Logging system design for highly error sensitive platforms
Aa a developer, logging is something you can’t run away from. You might not need them most of the times but in some cases, you are doomed without them. Imagine a failure that can cause the business to lose a lot of money. Missing those failures is just something you can’t effort. You won’t even have time to run tests and figure out a solution. You have to find the solution right after noticing the problem and patch it right away. But for that, you need a really good logging system that can notify you of high priority failures and give you enough insights so you can act fast.
Story of a cloud platform
So I was working on a cloud platform that provided a graphical interface for customers to control their servers and even add/remove servers. There was an auto-upgrade/downgrade background service that decreased/increased each server’s resources based on the load and needs for that server. There was also the billing section that was handling the billing calculations based on a Pay As You Go policy. The problem was that everything should’ve been communicated with another API and then synced with the local database. Even the pricing for all services. So you probably can imagine that if there is a failure in communication, a lot of people can get into a lot of trouble if the failure doesn’t get fixed right away. It gets worse because of the fact that the external API that we had to communicate with is not in our control and nither we have a fast communication way with the developer team on the other side.

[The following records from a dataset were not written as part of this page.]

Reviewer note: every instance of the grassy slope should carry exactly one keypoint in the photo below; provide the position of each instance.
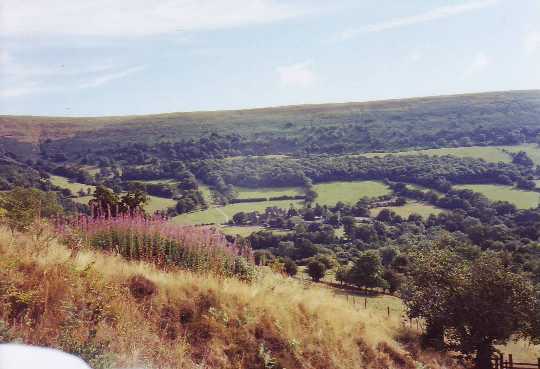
(348, 192)
(73, 186)
(412, 207)
(492, 154)
(85, 303)
(246, 193)
(222, 214)
(522, 199)
(415, 116)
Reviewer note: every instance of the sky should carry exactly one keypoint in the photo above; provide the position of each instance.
(103, 57)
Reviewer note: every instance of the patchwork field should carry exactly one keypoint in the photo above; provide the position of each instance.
(158, 204)
(522, 199)
(422, 188)
(267, 192)
(425, 210)
(348, 192)
(219, 215)
(74, 187)
(242, 231)
(492, 154)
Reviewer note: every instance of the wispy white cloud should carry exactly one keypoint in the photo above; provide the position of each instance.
(532, 42)
(479, 63)
(429, 16)
(19, 79)
(106, 78)
(19, 90)
(140, 17)
(296, 75)
(414, 56)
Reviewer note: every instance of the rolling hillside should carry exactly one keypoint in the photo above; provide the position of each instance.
(360, 127)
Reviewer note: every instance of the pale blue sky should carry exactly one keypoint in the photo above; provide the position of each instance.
(75, 57)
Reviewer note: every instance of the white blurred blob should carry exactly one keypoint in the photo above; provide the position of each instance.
(14, 356)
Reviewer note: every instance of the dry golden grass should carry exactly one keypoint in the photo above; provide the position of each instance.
(129, 314)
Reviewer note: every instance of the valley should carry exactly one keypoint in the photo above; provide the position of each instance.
(349, 205)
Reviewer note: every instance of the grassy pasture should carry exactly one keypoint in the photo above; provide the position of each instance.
(207, 194)
(348, 192)
(522, 199)
(73, 186)
(222, 214)
(493, 154)
(404, 211)
(422, 188)
(158, 204)
(267, 192)
(532, 150)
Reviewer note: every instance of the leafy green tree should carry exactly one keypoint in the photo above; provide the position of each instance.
(22, 206)
(342, 274)
(393, 279)
(434, 277)
(497, 304)
(133, 201)
(290, 267)
(388, 254)
(316, 270)
(367, 270)
(239, 218)
(104, 202)
(348, 226)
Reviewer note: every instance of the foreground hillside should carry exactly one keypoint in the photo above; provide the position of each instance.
(115, 313)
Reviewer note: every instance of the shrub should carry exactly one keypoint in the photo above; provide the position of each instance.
(316, 270)
(141, 287)
(290, 267)
(155, 240)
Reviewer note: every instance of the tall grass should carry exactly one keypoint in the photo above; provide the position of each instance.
(119, 314)
(154, 239)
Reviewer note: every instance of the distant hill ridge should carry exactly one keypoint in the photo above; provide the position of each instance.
(396, 124)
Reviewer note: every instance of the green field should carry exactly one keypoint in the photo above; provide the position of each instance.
(425, 210)
(266, 192)
(73, 186)
(532, 150)
(491, 154)
(522, 199)
(158, 204)
(348, 192)
(207, 194)
(242, 231)
(219, 215)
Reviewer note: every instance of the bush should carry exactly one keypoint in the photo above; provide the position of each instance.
(316, 270)
(290, 267)
(155, 240)
(141, 287)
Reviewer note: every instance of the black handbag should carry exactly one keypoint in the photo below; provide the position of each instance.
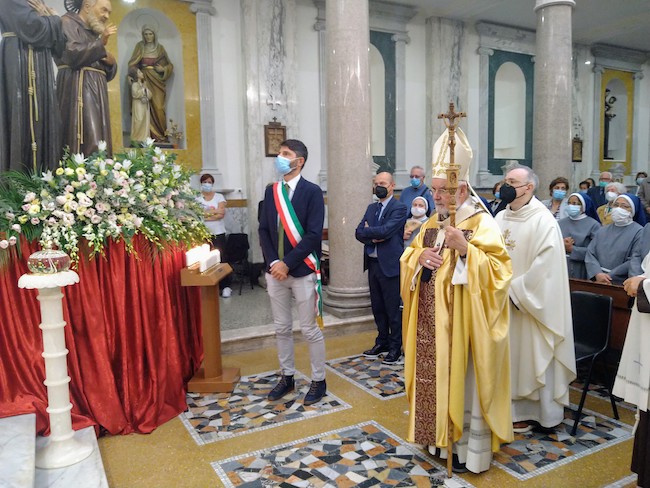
(642, 303)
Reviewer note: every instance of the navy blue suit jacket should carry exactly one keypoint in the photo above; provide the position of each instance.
(309, 206)
(390, 228)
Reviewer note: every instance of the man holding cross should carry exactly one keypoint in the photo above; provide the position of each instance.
(291, 232)
(467, 383)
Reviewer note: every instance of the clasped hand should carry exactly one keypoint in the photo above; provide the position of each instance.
(631, 285)
(279, 270)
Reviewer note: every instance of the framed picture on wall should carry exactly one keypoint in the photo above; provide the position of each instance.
(576, 150)
(274, 134)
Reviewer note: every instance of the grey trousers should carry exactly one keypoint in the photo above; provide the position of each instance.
(303, 291)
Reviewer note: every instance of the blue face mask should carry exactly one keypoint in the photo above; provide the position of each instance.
(559, 194)
(573, 210)
(282, 165)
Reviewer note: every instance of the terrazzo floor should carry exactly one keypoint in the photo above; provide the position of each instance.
(314, 450)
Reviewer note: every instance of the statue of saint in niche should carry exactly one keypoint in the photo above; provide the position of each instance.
(140, 103)
(151, 58)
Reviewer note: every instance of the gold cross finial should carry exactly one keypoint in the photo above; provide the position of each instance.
(451, 116)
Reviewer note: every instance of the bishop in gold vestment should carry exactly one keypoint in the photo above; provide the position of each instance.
(478, 402)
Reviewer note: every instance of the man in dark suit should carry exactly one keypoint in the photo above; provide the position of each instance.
(289, 257)
(597, 193)
(382, 233)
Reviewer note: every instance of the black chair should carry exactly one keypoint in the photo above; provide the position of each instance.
(592, 320)
(236, 254)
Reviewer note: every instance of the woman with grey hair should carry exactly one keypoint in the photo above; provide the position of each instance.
(612, 191)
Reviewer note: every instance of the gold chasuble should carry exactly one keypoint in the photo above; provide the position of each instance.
(480, 331)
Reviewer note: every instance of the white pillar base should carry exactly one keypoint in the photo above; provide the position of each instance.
(61, 453)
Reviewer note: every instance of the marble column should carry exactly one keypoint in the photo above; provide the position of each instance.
(402, 166)
(446, 79)
(484, 177)
(553, 83)
(348, 149)
(204, 11)
(598, 71)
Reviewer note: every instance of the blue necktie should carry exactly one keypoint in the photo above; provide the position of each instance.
(378, 212)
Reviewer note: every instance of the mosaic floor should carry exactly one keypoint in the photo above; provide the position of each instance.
(382, 381)
(599, 391)
(361, 455)
(214, 417)
(534, 453)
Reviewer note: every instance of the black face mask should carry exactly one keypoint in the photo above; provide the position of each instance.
(381, 192)
(508, 193)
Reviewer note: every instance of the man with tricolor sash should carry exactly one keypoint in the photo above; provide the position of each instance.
(291, 229)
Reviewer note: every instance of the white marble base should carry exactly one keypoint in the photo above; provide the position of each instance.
(88, 473)
(17, 448)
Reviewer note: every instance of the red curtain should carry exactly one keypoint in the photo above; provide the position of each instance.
(133, 334)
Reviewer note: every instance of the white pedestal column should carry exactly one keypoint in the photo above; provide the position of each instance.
(62, 449)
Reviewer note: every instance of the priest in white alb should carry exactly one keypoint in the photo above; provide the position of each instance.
(541, 331)
(476, 396)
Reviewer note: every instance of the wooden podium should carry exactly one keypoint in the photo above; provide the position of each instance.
(212, 377)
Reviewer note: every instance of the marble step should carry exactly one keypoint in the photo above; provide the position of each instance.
(17, 451)
(88, 473)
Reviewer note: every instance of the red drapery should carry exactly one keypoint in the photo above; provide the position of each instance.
(133, 334)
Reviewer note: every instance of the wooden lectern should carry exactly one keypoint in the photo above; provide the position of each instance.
(212, 377)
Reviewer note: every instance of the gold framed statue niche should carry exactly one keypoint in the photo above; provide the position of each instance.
(274, 134)
(176, 26)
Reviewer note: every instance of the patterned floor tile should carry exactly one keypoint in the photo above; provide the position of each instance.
(215, 417)
(382, 381)
(361, 455)
(534, 453)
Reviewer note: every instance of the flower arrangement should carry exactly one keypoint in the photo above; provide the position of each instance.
(98, 198)
(173, 133)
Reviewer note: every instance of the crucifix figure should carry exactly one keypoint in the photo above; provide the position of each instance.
(451, 122)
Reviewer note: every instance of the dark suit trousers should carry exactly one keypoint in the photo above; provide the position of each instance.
(385, 301)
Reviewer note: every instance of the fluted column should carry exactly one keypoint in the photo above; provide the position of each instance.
(348, 149)
(204, 11)
(553, 82)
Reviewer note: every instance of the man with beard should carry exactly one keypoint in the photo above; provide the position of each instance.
(30, 125)
(85, 68)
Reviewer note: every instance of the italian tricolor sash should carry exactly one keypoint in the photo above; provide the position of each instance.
(294, 231)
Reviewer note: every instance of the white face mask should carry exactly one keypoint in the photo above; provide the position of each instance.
(417, 211)
(621, 217)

Designing the logger system
So in order to be able to fix failures and notice the API changes as soon as possible, we came up with the idea to make some changes to our simple logger service with adding a notification layer and another layer for generating highly detailed descriptions of the problem consist of the input data, the exact time and condition that caused the problem, all the details that could be gathered about the problem and at the end the final output.
In the notification layer, we added a list of errors and exceptions that are important for us and we need to get a notification if any of those happened. But most importantly, we had to be notified if errors that we didn’t specify occurred. And if you think about it, they matter the most because when you know some sort of errors might happen, you try as hard as you can to avoid them or at least have some routines that stop the error to cause any damage or much damage to the system and the business.
Performance optimizations
Generating highly detailed logs and sending notifications can use a lot of resources which is costly and can cause the main services to go slow or even crash if you don’t separate the logger service which doing that has some other risks itself and generating a whole bunch of new problems to figure out a solution for. What we ended up doing was finding the best balance that could optimize the use of resources and at the same time, generate the detailed logs where we needed them. There is no point to generate detailed logs for outputs that are completely anticipated so we filtered them out to a more simple logger system.
Conclusion
You won’t always need such a detailed logging service because you won’t often work on a service that is depended on an external API for highly sensitive operations that can affect the billing system directly. And keep in mind that a cloud platform that provides the basic infrastructures needed for other businesses and can affect them directly is way more error sensitive than other kinds of platforms. And of course, having a good logging service alone can’t really solve your problems. You need to have routines that get triggered when an error happens and avoid the error to cause any serious damage. A logging system is there just because we can’t really anticipate everything and expect no one to make a mistake, not to give us a reason to not spend enough time implementing measures for when an error happens. We all hate getting a notification in the middle of the night or in a party telling us we or someone else screwed up or made some changes that broke some of our stuff. So let’s be smart about it and avoid them by doing things as good as we can in the first place.